Severidade: 1. qualidade, condição ou estado do que é severo; 2. ato rigoroso; atitude severa; 3. falta de flexibilidade ao julgar, disciplinar, castigar; 4. inteireza de caráter; rigor, austeridade.

            Querido leitor, será que já pensamos seriamente na severidade de Deus? Será que Deus será flexível no Seu julgamento? Será que Deus toma alguma decisão sem inteireza de caráter? Será que o comportamento que Deus nos exige não é rigoroso? Talvez não haja nada mais urgente na nossa vida do que vivê-la de modo digno à vocação com que fomos chamados.

            Iniquidade nós praticamos todos os dias contra Deus, contra nós e contra o próximo. Mas graças a Deus fomos colocados debaixo da graça e da misericórdia de Deus para estarmos livres da condenação do pecado.
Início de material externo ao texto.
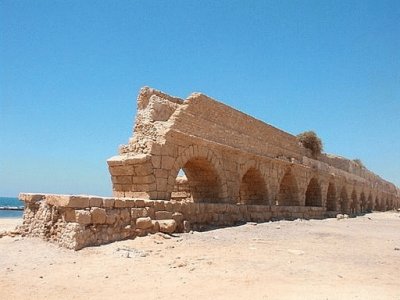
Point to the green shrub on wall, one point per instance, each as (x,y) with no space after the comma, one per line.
(310,140)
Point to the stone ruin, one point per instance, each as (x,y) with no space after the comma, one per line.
(237,169)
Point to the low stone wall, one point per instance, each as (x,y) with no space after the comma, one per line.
(76,222)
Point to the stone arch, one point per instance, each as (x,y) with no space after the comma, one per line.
(344,201)
(377,203)
(204,173)
(363,202)
(253,188)
(313,193)
(288,194)
(331,197)
(354,202)
(370,203)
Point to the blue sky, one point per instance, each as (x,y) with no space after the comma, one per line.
(70,72)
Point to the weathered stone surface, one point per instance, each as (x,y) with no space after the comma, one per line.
(162,215)
(167,226)
(98,215)
(83,216)
(95,201)
(186,226)
(144,223)
(238,169)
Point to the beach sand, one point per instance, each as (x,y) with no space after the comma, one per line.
(357,258)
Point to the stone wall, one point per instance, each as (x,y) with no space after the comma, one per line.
(230,157)
(76,222)
(237,169)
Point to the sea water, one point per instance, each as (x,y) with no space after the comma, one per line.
(11,202)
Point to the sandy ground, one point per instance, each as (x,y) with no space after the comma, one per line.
(356,258)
É só pela graça de Deus que não somos mais alvo do ódio de Deus. É só pelo sacrifício eterno de Jesus que não seremos cortados e lançados no fogo que nunca se apaga. Se não fosse a graça de Deus, estaríamos ainda correndo a passos largos e em grande velocidade para o futuro castigo eterno, como pregou Robert McCheyne.
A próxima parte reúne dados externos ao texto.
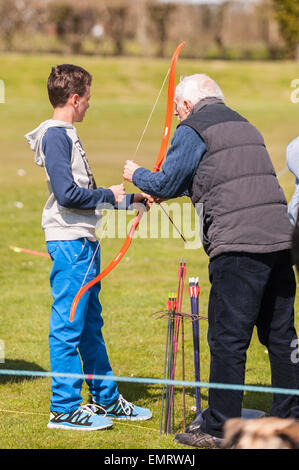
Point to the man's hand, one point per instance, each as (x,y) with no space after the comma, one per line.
(129,169)
(119,192)
(139,198)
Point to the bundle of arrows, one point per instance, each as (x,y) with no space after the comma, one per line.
(175,320)
(194,291)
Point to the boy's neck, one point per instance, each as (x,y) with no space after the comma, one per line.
(63,114)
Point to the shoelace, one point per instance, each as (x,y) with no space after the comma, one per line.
(95,406)
(126,406)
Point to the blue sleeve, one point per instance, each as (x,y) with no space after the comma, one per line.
(182,160)
(57,147)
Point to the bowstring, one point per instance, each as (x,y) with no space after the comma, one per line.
(135,153)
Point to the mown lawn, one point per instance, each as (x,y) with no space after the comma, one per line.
(123,93)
            Não podemos fugir dessa verdade: Deus odeia o pecado e odeia as pessoas que praticam a maldade. Não podemos “tapar o sol com a peneira”. Deus não toma o culpado por inocente. Amamos o amor de Deus, desejamos esse amor mais que tudo, mas infelizmente não tratamos a Sua justiça com o mesmo amor. Não sabemos lidar com a ira de Deus porque não pensamos sobre ela. Quantos sermões você já ouviu sobre a ira de Deus?

            Concordo que pensar na ira de Deus é difícil e nos incomoda. Mas o Deus da Bíblia está contra todos aqueles que praticam a maldade. E Jesus Cristo é o único que pode nos tirar do alcance da ira de Deus. Certamente que pensar no amor de Deus e na Sua salvação dada à nós é mais prazeroso. Mas se quisermos agradar a Deus temos que procurar odiar o pecado com a mesma intensidade que Deus o odeia. Quanto a odiar os pecadores, só Deus pode fazê-lo!
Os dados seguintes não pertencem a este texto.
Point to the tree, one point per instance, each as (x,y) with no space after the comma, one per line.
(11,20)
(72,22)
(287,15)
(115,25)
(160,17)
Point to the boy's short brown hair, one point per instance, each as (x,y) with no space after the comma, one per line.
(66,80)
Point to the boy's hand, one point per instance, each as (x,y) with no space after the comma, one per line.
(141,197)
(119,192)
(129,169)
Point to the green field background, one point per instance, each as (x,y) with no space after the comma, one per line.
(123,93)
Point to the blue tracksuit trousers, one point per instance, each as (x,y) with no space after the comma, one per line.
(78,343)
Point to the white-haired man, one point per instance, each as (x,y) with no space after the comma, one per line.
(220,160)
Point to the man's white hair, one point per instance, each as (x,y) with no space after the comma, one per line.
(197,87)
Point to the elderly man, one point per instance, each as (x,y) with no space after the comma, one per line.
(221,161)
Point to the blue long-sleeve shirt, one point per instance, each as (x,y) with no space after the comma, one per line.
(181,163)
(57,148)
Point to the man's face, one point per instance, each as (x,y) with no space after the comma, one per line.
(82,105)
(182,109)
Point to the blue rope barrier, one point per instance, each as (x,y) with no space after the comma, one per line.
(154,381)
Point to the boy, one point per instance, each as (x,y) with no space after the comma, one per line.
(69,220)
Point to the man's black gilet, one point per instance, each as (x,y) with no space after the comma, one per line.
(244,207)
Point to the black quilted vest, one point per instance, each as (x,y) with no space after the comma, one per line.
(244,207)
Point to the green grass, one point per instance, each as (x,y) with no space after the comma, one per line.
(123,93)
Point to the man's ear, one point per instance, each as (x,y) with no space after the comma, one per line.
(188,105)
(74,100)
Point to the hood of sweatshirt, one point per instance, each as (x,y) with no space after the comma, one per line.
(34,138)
Para entender melhor a ira de Deus: O Futuro Castigo Eterno (Robert McCheyne), Pecadores na mãos de um Deus irado (Jonathan Edwards) e a Ira de Deus (Martyn Lloyd-Jones), todos sermões que foram editados pela Editora PES.

2 comentários:

Jorge Fernandes Isah disse...

Marcos,
outra ótima postagem.
A questão é que o "cristianismo self-service" apropria-se do que lhe interessa e despreza, rotula ou desvirtua o que não lhe interessa. Por isso a igreja tem falhado tanto em sua missão de proclamar o Evangelho, não uma parte dele [e o que é pior, normalmente, mal-interpretada, sinal de ignorância, ou maliciosamente tendenciosa], mas todo ele. Como digo: ter uma parte do Evangelho é o mesmo que não ter nada.
Há grupos de crentes descontinuístas que consideram o AT não-inspirado, não-histórico, como um grande apêndice falso na Bíblia. Há de se lembrar que Jesus falou mais do inferno do que do céu no NT. E de que tudo o que é afirmado por Deus no Antigo também o é no Novo.
Mas para os corações impenitentes, que não querem se arrepender dos seus pecados, um "deus paz e amor" é uma construção que se encaixa completamente em seus anseios ímpios.
Somos chamados a amar e adorar a Deus em sua completude, não a um deus fatiado, esquartejado; tanto em seu amor, misericórdia, graça e benevolência quanto em sua ira e justiça. Pois a ira de Deus é santa, e sua justiça também é santa, assim como o seu amor, misericórida, graça e benevolência também são santos.
Grande abraço, meu irmão!
Cristo o abençoe!

vmouradasilva disse...

Gostei do post. Lembro que A. W. Pink, em seu livro "The Attributes of God", também escreveu sobre a ira de Deus, e comenta que esse atributo divino é negligenciado e ignorado por muitos, e que é tratado quase que como uma espécie de mancha moral do Altíssimo.